How a MySQL CPU Spike Exposed Critical Query Mis‑optimizations
An urgent overnight incident revealed a MySQL server’s CPU soaring to 400% due to poorly written queries, prompting a detailed analysis of execution plans, identification of costly operations like filesort and temporary tables, and concrete recommendations for query and team improvements.
Background
A social‑app startup built its backend with Java and MySQL. In early 2023 the production database server experienced a CPU utilisation of 400 % during a high‑traffic weekend, causing the service to become unresponsive.
Incident Timeline
At 02:00 am the founder reported the CPU saturation. Monitoring screenshots showed the MySQL server at full CPU capacity. The backend team provided the SQL statement that was executed by a frequently accessed C‑end API endpoint.
Root‑Cause Analysis
Running the SQL on a local replica and examining the EXPLAIN output revealed the following warning flags:
Using temporary
Using filesort
Using join buffer
Block Nested Loop
These flags indicate that MySQL had to create temporary tables, perform an external sort, and use a join algorithm that scans rows without an index. The execution plan showed full table scans for the WHERE clause and no index usage, which explains the extreme CPU consumption when the dataset approached 100 million rows. The team’s claim that the query performed well under 5 million rows and only required optimisation beyond 100 million rows contradicted standard MySQL performance expectations.
Recommended Optimisations
Avoid Using filesort and Block Nested Loop by ensuring appropriate indexes on filter columns.

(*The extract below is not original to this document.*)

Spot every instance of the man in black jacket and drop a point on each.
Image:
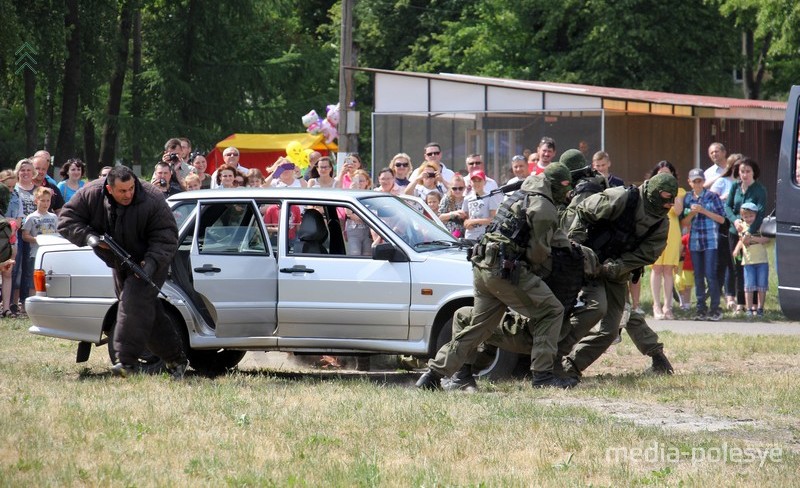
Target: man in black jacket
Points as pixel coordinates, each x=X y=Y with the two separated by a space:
x=137 y=217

Eliminate Using join buffer and Using temporary by rewriting joins to use indexed columns and by limiting result sets.
Strive for Using index (index‑only scan) in the execution plan, removing the need for full table scans.
Mitigation Steps Taken
Rolled back the newly deployed feature that introduced the problematic query.
Isolated the offending SQL, rewrote it to use indexed columns, and removed unnecessary functions from the SELECT and WHERE clauses.
Adjusted related business logic to match the revised query semantics.
Performed functional testing to verify correctness.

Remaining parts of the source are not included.